晴海はるみは東京駅の改札を抜け駅のホームに向かう。晴海は今年、地元から 東京の大学に進学した新入大学生だ。あと、‪”‬はるみ‪”‬っという名前から女の子を想像するかもしれないが、男だ。晴海がホームでスマホを見ながら電車を待っていると友人の雅士まさしが姿を現れる。

「よぉ!晴海!」

「ん?あぁ、雅士か。おはよ。」

「何見てんの?」

雅士は晴海の隣に立ち晴海が見ているスマホのネット記事を気にする。

「これ?ほら、」

晴海はスマホの画面を雅士の目の前に突き出す。

「ん…?小惑星V-77が明日にでも地球に接近…それに伴って今日、地球では昼でありながら各地で流星群が見える模様…え?流星群見れんの!?」

「あぁ。そうっぽい。」

「えぇ!すご!絶対写メ撮りたい!」

「…まぁ、歴史的瞬間だから写真は撮りたいな…」

その時、駅のホームのスピーカーから音楽が鳴り響く。

『まもなく1番線より、品川区方面行きの電車が到着いたします。黄色い線の内側までお下がりください。』

晴海と雅士が立っていた1番ホームに川ノ手線の電車がやってくる。2人は電車に乗り込み、ドア近くに立ち手すりを握る。

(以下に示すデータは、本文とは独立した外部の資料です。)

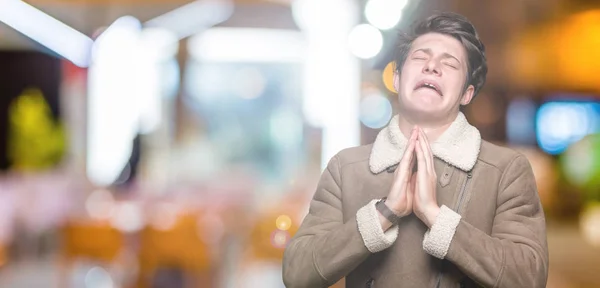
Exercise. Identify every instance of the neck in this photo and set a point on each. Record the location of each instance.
(432, 130)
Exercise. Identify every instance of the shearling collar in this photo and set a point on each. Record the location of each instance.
(459, 145)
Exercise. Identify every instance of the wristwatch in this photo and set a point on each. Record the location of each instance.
(387, 212)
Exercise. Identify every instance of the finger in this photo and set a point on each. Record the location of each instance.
(408, 152)
(423, 148)
(421, 162)
(428, 152)
(410, 195)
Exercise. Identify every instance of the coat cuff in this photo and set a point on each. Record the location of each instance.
(370, 229)
(437, 240)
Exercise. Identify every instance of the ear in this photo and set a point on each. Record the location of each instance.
(467, 96)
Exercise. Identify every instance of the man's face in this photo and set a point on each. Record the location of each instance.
(432, 79)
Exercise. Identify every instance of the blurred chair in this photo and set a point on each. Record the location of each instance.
(177, 249)
(92, 240)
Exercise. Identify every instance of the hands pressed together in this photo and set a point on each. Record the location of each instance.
(415, 191)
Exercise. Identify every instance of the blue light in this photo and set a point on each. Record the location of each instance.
(560, 124)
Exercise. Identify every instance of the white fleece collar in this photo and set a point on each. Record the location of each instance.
(459, 145)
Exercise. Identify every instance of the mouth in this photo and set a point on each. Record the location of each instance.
(426, 84)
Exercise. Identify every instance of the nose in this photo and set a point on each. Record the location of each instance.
(432, 67)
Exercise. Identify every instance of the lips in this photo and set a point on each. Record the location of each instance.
(429, 84)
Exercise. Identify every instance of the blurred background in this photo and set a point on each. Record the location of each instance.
(177, 143)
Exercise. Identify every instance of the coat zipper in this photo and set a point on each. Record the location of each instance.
(461, 196)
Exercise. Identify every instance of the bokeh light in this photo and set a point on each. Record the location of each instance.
(248, 83)
(279, 239)
(375, 110)
(365, 41)
(581, 163)
(559, 124)
(384, 14)
(388, 76)
(283, 222)
(590, 224)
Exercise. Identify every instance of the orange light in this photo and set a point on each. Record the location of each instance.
(388, 76)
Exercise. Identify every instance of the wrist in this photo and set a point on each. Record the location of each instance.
(395, 210)
(431, 215)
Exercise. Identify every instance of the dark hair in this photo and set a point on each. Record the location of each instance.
(453, 25)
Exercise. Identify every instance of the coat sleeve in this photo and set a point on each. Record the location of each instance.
(516, 252)
(325, 249)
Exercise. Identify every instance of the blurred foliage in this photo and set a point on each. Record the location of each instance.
(36, 141)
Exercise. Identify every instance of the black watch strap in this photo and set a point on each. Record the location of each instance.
(387, 212)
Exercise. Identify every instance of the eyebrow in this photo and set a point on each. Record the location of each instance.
(429, 52)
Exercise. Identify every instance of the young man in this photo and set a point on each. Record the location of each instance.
(429, 204)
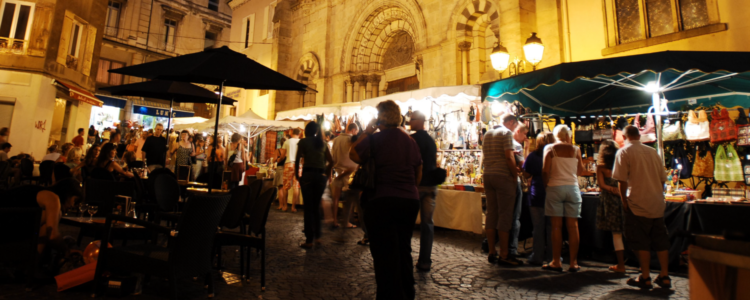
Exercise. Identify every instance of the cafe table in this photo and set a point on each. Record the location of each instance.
(95, 228)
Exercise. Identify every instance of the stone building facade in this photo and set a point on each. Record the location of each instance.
(139, 31)
(49, 52)
(350, 50)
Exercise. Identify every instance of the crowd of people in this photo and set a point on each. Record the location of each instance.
(403, 169)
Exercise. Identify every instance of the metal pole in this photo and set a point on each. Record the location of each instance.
(212, 158)
(657, 114)
(169, 124)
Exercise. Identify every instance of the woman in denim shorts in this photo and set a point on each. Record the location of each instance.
(562, 165)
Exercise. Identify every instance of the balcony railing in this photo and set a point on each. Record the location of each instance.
(14, 46)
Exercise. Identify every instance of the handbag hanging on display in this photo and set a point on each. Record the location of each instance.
(727, 164)
(743, 129)
(697, 128)
(648, 133)
(704, 163)
(722, 127)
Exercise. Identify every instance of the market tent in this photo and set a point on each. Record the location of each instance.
(248, 122)
(623, 82)
(447, 98)
(309, 113)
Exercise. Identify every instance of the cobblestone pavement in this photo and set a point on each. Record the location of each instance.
(344, 271)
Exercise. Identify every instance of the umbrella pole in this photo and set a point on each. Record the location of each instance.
(169, 123)
(212, 158)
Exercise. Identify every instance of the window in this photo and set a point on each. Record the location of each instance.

「てか、晴海。その小惑星っての、地球に落ちて来たりしねぇよな?」

「多分な。NASA(アメリカ航空宇宙局)は地球に落ちて来るのは万が一にもありえないって言ってるし。」

「ほえ〜…てか、そのV-77ってどこの小惑星なわけ?太陽系の?」

「土星のリングにあった小惑星…。何らかの理由で土星から軌道を外れて地球に接近してきているらしい。」

晴海の解説に、雅士は目を見開いて驚く。

「お前…そんな宇宙とか詳しかったっけ…?」

晴海は、窓の外に目をやりながら過ぎていく東京の街を見ながら答える。

「…ガキの頃は…暇があれば宇宙観測や調べ物をしてたからな…。」

「そ、そうなのか…。すげぇな…。」

2人が、そんな会話をしていると電車の窓から見える空に、眩しい程の流れ星が空に流れ始める。

「うぉ…!眩し…!」

雅士は少し目を細めながら窓の外を見る。昼間の流星群の到来に電車内にいた人々は窓越しにカメラを向け写真や動画を撮っていた。

「…流星群か…見るのは何年ぶりかな…」

しかし、晴海は直ぐに違和感に気がついた。流星群とは水星が通過時に出る砂によって見える物であり、こんなにも眩しく輝かないのだ。

「…これは…」

その時、流星群の中に混じっていた1つの隕石が向きを変え東京に接近してきていた。それでも25m前後の隕石のように思えたが、激しく燃えながら東京の空を下ってくる。

「晴海…あれ……」

「…!!嘘だろ…」

流星群の軌道を外れた隕石は、晴海たちの乗る電車の上空を通過し勢いよく東京スカイツリーに衝突した。隕石は東京スカイツリーの展望デッキを貫き、そのまま東京湾に落下した。落下により落下地点から半径15km圏内が激しい揺れに襲われ、東京湾には巨大な水柱が立ち上がった。晴海たちの乗る電車も揺れに襲われ、電車が急停車する。

「うぉ…!?」

雅士がバランスを崩しそうになる。展望デッキを大きく貫かれた東京スカイツリーの上部は地上に向けて傾き、落下した。東京スカイツリーの残骸の落下により落下地点では激しい火災が発生した。

「なぁ…晴海…。今のって…」

「あぁ…流星群の1部が地球に落ちてきた…。」

「どうなってるんだ…」

2人が、話していると車内アナウンスが鳴り響く。

『お客様にお知らせいたします。緊急事態により当電車は運行を見合わせております。発車につきましては今しばらくお待ちください。』

2人が乗る電車の窓からは、展望デッキが無くなり、見るに堪えない東京スカイツリーの姿がそこにはあった。